Matthew Porter is a monkey.
At least, that is my conclusion after seeing his author illustration on the back of his book, Tails Chasing Tails. After looking at his etsy store, I realized that he is probably just a human with a(n) (un)healthy interest in monkeys. But who cares? Because his book is brilliant.
I was won over by the illustrations before I even opened the book. I love simple lines – he has lots of those. I love the combination of bright/muted colours that makes the pictures really pop off of the page. I like the way the animals look like they are ever-so-slightly smiling as they chase each other around the pages. I like how they look almost like they are made of stained glass (they are not). Rather than scan and post all of the illustrations (which would be unlawful), I’ll encourage you – again – to look at his stuff on etsy.
So bla bla I like his illustrations, yes, yes. But is that the only good thing about this book? NO! Now that it has been in our house for two months (and one month more – hooray! – until the library policies require me to stop renewing it and return it) I have many, many, more reasons to like it. First, it’s clever. Every page is the head of an animal chasing a tail. What kind of tail? Well, you have to turn the page to find out! So the book becomes a guessing game of identifying animals by their tails.

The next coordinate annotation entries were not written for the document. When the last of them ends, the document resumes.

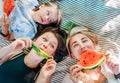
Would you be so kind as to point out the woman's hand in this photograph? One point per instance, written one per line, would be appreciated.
(20, 43)
(113, 65)
(77, 76)
(47, 70)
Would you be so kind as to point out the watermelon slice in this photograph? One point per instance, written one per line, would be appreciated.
(8, 6)
(90, 59)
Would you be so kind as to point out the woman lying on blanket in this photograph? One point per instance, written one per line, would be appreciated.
(80, 39)
(16, 65)
(25, 17)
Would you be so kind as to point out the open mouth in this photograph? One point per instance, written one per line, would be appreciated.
(41, 19)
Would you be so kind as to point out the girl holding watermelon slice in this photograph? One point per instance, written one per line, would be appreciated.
(17, 63)
(82, 45)
(25, 16)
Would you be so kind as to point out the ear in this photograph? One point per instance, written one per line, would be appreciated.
(72, 55)
(41, 6)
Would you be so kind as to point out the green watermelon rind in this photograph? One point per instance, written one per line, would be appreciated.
(96, 65)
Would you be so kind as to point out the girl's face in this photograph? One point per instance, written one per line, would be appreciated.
(80, 43)
(45, 15)
(47, 42)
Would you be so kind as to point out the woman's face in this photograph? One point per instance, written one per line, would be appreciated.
(45, 15)
(80, 43)
(47, 42)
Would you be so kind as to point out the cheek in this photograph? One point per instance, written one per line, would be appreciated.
(75, 53)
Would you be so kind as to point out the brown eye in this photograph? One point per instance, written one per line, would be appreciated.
(48, 13)
(44, 39)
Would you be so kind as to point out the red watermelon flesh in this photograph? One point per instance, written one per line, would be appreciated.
(90, 59)
(8, 6)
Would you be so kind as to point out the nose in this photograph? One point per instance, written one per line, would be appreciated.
(47, 18)
(45, 46)
(82, 47)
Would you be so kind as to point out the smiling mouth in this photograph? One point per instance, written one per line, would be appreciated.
(41, 19)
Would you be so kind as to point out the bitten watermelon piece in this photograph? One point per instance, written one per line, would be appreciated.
(8, 6)
(90, 59)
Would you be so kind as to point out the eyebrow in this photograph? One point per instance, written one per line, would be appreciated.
(53, 42)
(81, 39)
(51, 15)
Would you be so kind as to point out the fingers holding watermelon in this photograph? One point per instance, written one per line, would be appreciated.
(4, 21)
(77, 76)
(113, 65)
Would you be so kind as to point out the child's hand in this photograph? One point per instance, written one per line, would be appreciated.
(4, 21)
(48, 69)
(20, 43)
(78, 76)
(113, 65)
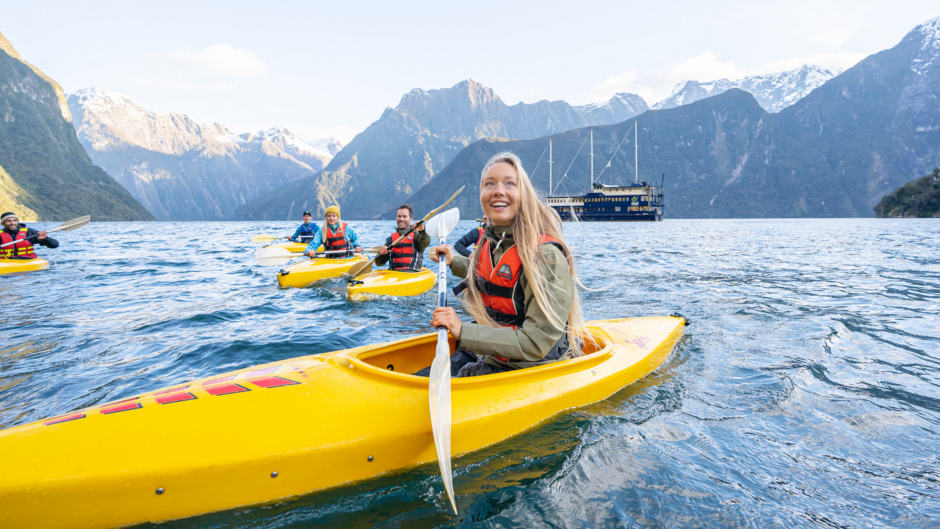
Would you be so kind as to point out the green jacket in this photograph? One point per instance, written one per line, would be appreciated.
(528, 344)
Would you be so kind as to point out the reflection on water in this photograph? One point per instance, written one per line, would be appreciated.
(805, 393)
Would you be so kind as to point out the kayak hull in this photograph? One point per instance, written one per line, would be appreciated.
(306, 273)
(274, 431)
(12, 266)
(391, 283)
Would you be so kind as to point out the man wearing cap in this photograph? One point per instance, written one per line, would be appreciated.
(336, 237)
(14, 231)
(306, 231)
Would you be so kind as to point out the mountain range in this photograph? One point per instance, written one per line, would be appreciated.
(773, 92)
(180, 169)
(834, 153)
(408, 144)
(45, 173)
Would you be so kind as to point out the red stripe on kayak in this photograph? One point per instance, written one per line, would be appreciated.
(175, 397)
(266, 371)
(273, 382)
(226, 389)
(65, 418)
(121, 407)
(171, 390)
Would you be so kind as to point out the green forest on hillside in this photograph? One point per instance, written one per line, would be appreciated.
(920, 198)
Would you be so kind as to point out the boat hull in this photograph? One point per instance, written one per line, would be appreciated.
(391, 283)
(12, 266)
(306, 273)
(293, 427)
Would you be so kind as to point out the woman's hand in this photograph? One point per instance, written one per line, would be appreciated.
(447, 317)
(445, 249)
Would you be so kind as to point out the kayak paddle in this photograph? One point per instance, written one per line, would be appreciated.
(439, 387)
(277, 255)
(73, 224)
(359, 269)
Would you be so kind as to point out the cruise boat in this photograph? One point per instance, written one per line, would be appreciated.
(639, 201)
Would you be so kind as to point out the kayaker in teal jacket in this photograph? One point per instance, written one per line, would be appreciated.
(336, 236)
(307, 231)
(521, 287)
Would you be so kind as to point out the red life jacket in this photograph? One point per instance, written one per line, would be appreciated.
(334, 240)
(23, 248)
(403, 254)
(502, 296)
(499, 283)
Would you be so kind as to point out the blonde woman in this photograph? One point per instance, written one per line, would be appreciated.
(521, 281)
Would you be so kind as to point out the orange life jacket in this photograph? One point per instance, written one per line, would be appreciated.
(334, 240)
(404, 256)
(502, 296)
(22, 248)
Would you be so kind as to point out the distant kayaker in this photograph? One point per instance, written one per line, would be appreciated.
(469, 241)
(14, 231)
(408, 254)
(522, 293)
(336, 237)
(306, 231)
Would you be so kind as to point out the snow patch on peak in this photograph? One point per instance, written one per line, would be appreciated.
(926, 57)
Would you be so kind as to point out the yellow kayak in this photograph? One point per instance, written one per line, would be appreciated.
(11, 266)
(292, 427)
(305, 273)
(391, 283)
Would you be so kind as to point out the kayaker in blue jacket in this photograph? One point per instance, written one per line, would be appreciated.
(14, 231)
(520, 281)
(307, 231)
(336, 237)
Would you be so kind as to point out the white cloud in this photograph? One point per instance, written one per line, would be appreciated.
(223, 60)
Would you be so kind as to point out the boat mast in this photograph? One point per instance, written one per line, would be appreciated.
(636, 157)
(592, 162)
(549, 167)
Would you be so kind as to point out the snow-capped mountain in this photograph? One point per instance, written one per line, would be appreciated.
(773, 91)
(407, 144)
(181, 169)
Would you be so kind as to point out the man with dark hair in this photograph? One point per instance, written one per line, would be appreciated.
(408, 254)
(307, 231)
(14, 231)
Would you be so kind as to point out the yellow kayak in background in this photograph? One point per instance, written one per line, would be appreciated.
(292, 427)
(391, 283)
(12, 266)
(305, 273)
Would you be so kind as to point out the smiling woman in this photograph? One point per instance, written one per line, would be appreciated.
(521, 281)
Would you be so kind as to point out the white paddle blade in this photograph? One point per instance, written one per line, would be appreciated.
(439, 396)
(442, 223)
(273, 256)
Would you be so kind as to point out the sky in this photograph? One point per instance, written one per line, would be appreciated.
(329, 69)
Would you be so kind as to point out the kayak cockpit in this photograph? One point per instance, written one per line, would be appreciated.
(408, 356)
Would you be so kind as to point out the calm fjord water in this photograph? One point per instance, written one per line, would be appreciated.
(805, 393)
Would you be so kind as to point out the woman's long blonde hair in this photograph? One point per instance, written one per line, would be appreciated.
(533, 220)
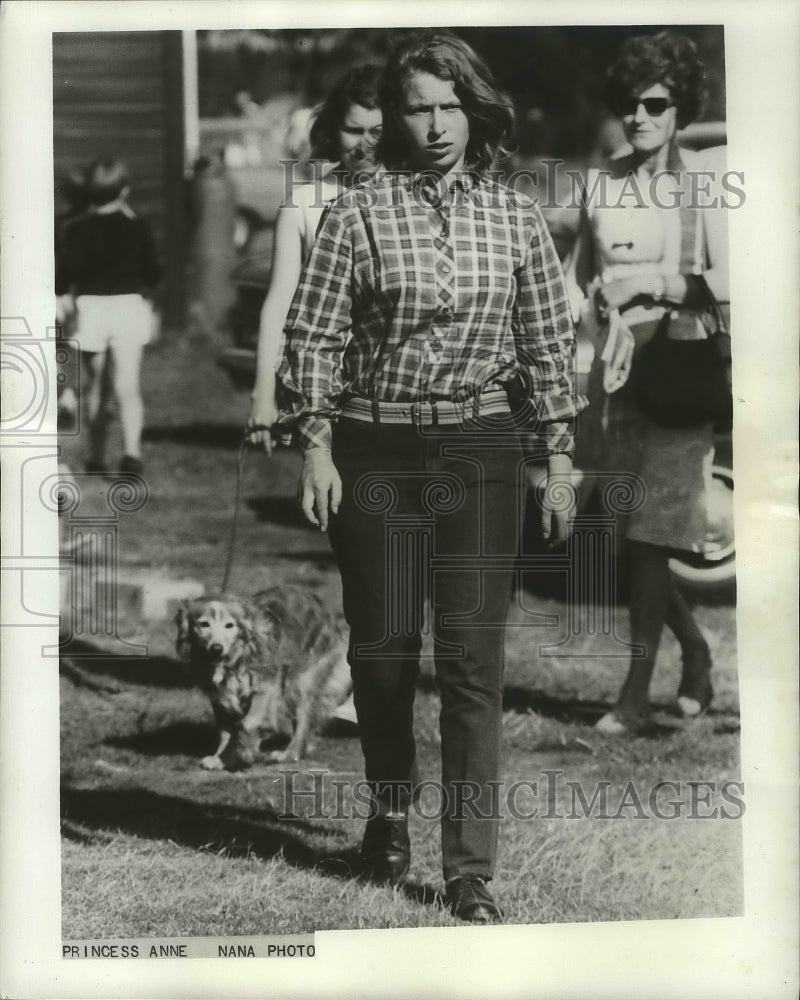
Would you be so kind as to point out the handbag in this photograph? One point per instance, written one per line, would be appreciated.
(686, 383)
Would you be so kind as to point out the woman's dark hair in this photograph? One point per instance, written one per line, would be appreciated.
(106, 179)
(447, 57)
(668, 58)
(359, 86)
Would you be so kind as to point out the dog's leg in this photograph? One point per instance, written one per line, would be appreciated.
(214, 761)
(297, 746)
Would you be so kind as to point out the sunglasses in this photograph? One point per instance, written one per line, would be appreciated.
(654, 106)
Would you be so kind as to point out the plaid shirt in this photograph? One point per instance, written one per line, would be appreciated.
(404, 300)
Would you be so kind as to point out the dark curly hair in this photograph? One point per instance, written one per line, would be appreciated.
(359, 86)
(448, 57)
(668, 58)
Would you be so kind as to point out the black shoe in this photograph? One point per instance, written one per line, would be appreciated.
(468, 898)
(386, 849)
(131, 464)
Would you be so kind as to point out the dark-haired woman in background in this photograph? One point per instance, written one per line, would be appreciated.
(346, 131)
(646, 247)
(428, 292)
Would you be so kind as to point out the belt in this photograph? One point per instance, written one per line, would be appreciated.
(373, 411)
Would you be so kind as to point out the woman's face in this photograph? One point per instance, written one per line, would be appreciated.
(358, 138)
(649, 130)
(437, 128)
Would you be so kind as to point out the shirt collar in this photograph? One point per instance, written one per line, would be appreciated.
(464, 182)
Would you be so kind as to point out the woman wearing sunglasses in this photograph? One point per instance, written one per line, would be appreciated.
(647, 245)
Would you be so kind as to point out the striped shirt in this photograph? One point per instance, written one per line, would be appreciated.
(404, 300)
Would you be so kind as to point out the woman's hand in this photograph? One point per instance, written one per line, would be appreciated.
(558, 499)
(617, 294)
(320, 487)
(263, 414)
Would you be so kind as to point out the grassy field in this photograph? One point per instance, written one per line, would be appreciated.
(154, 845)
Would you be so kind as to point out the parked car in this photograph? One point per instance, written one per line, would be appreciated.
(713, 570)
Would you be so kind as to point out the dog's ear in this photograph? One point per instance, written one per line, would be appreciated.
(182, 640)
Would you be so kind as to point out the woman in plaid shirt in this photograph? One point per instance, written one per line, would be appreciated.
(431, 291)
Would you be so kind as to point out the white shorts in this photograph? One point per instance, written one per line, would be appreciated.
(105, 321)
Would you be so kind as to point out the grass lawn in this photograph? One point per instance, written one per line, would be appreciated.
(155, 846)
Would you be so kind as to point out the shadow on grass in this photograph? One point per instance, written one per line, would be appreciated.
(151, 671)
(207, 435)
(230, 830)
(279, 510)
(196, 739)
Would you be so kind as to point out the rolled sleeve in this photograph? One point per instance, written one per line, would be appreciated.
(546, 342)
(315, 334)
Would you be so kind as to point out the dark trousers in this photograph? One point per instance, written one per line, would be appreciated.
(421, 516)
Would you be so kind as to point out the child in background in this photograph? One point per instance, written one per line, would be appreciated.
(106, 264)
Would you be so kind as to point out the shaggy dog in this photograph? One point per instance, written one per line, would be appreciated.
(275, 665)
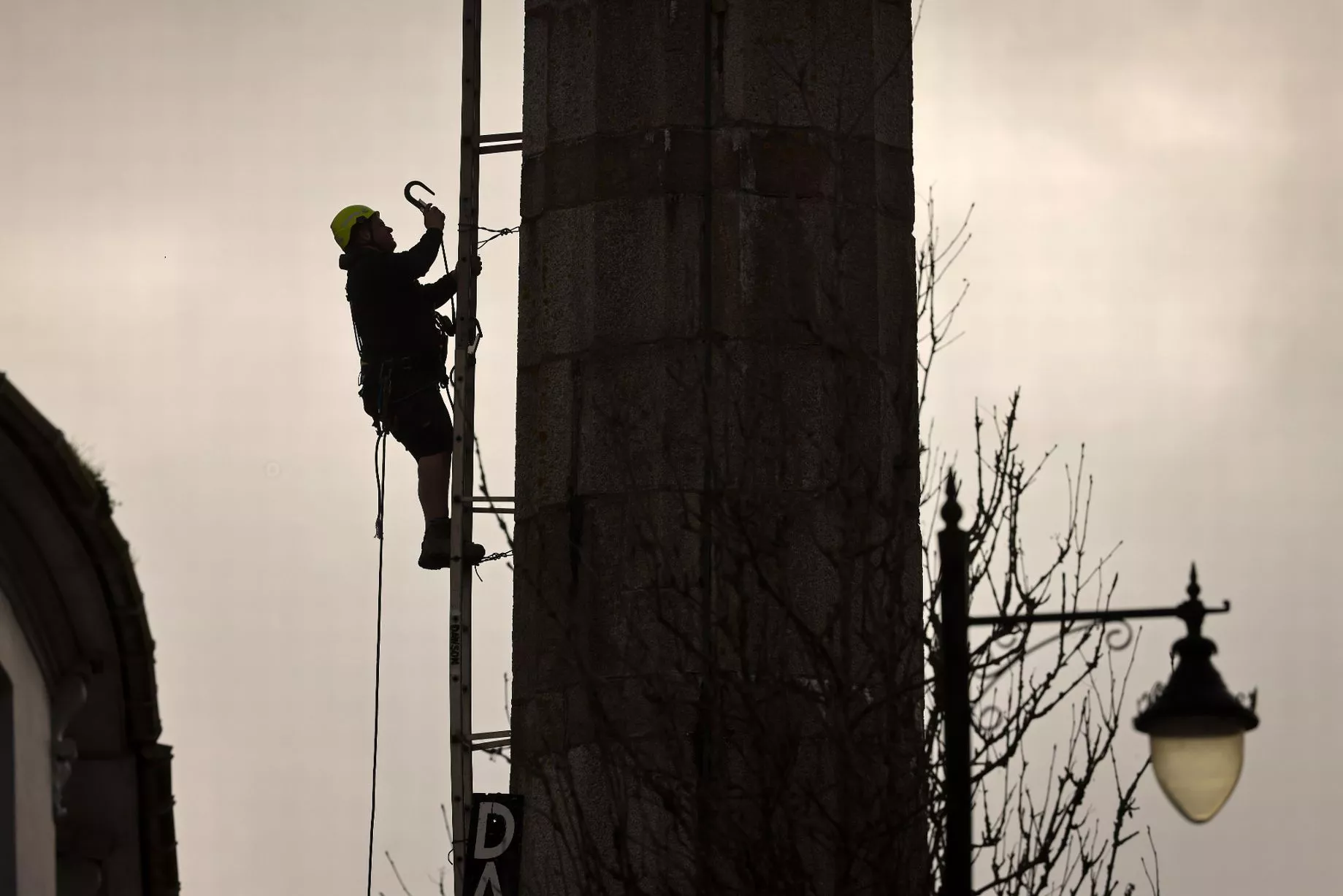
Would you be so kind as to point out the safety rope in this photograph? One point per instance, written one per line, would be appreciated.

Sound boring? Well, my one-year-old likes it and my three-year-old niece likes it. Which is great because, let’s face it – board books are expensive. So any book that interests kids for more than a few years is an automatic winner. What else is fun about this book? It’s a circular book – the book that never ends! It begins with the elephant chasing…and ends with the grey curly tail being chased. So if you are my niece, this means you get to giggle hilariously and turn back to the front page! Not such a great pre-bedtime book, but fun nonetheless. And – it has animals! Which means, if you are my son, you get to make noises every time you see a new animal! He’s learning noises at an exponential rate, and he is even starting to identify who the tails belong to (at least, this is what I surmise since he barks when he sees the dog tail, and so on). Finally, the last page shows (in miniature) all of the animals with their heads and tails. So when the book is over, we get to sit and play “point-and-name” with the animals on the flyleaf.
Beautiful illustrations, fun guessing games, and animals. What’s there not to love?
Reading Ages: 6 month-3 years
Rating: A+. I may just buy it after we have to return it.
Favourite illustration: It’s so hard to choose. But I really like the duck’s face. And the fact that it’s a mallard. Because there are so many books with yellow or white ducks but the most common city duck is a mallard…so now the baby can learn animals that conform to his reality and not to some imaginary farm that we will never see.